Empiric antibiotic therapy was administered to nearly all children—even those without confirmed bacterial co-infection—with 92.4% (812/879) of the non-co-infection group and 100% (728/728) of the co-infection group receiving antibiotics (Fisher’s exact P<0.001, Table 1). Moreover, the median duration of therapy was substantially shorter for the non-co-infection cohort at 3 days (IQR, 2–5 days) vs. 8 days (IQR, 6–12 days) in the co-infection cohort (Mann-Whitney U test, P<0.001).
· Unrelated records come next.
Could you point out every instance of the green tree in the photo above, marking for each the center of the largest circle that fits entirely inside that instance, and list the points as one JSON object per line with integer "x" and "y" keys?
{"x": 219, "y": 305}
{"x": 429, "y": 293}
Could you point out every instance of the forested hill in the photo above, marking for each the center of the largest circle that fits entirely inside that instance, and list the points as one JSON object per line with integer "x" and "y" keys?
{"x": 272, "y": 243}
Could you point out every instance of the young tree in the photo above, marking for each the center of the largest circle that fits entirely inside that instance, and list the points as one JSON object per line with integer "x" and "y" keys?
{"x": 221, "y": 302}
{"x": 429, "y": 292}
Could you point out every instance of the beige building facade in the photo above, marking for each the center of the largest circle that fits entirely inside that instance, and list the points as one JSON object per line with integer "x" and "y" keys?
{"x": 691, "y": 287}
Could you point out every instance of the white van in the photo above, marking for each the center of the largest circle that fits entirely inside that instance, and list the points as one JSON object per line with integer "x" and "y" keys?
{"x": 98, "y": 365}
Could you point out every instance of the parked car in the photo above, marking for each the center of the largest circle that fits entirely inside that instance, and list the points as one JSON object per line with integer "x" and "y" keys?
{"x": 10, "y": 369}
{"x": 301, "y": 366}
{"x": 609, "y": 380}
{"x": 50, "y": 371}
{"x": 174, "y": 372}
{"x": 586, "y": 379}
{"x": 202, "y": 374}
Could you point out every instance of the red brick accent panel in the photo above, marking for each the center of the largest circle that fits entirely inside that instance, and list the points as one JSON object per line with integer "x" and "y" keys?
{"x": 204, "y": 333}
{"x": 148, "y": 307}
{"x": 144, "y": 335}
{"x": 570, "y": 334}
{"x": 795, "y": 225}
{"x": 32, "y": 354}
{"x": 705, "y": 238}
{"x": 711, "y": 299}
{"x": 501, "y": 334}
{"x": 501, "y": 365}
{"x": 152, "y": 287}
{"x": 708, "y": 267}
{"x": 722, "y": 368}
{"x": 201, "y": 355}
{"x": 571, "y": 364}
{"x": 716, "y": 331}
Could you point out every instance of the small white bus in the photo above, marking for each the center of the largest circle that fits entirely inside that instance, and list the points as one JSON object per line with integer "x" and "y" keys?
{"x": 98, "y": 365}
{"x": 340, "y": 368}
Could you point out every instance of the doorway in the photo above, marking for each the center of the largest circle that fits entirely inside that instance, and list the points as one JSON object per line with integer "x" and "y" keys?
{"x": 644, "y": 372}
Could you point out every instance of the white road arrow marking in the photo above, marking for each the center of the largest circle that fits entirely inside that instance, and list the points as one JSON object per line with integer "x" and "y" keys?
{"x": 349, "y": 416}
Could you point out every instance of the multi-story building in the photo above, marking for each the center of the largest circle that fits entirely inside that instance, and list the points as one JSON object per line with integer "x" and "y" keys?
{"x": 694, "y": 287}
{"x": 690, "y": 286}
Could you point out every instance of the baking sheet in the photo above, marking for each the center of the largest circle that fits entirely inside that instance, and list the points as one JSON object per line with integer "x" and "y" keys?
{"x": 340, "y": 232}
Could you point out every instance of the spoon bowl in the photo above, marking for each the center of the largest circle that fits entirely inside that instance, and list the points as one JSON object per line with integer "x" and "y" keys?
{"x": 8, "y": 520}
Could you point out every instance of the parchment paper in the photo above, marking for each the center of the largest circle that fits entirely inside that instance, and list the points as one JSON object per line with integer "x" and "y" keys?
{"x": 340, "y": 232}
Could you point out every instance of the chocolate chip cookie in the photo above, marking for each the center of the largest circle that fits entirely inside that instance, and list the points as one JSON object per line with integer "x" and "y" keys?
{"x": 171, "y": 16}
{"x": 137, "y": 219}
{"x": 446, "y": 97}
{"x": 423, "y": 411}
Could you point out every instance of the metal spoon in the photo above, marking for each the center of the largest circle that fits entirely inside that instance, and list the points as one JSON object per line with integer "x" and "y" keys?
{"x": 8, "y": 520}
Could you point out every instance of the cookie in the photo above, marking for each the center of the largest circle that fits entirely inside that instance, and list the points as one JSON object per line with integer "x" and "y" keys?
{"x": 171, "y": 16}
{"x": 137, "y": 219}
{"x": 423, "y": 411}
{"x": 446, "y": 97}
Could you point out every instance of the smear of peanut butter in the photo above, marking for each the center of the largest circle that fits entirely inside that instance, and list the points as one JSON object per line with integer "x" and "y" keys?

These highly significant differences reflect real-world practice: clinicians initiate empiric antibiotics broadly at admission, but confirmatory culture results and clinical response drive a longer course in true co-infection cases while allowing earlier de-escalation when bacterial infection is ruled out.
In contrast, no statistically significant differences were observed between the two groups in terms of pre-hospital fever duration (P=0.53), peak fever (P=0.34), influenza vaccination status (P=0.11), LY% (P=0.40), NEU% (P=0.15), MO% (P=0.56), sex distribution (P=0.30), presence of pulmonary rales (P=0.055), or influenza virus type (P=0.18).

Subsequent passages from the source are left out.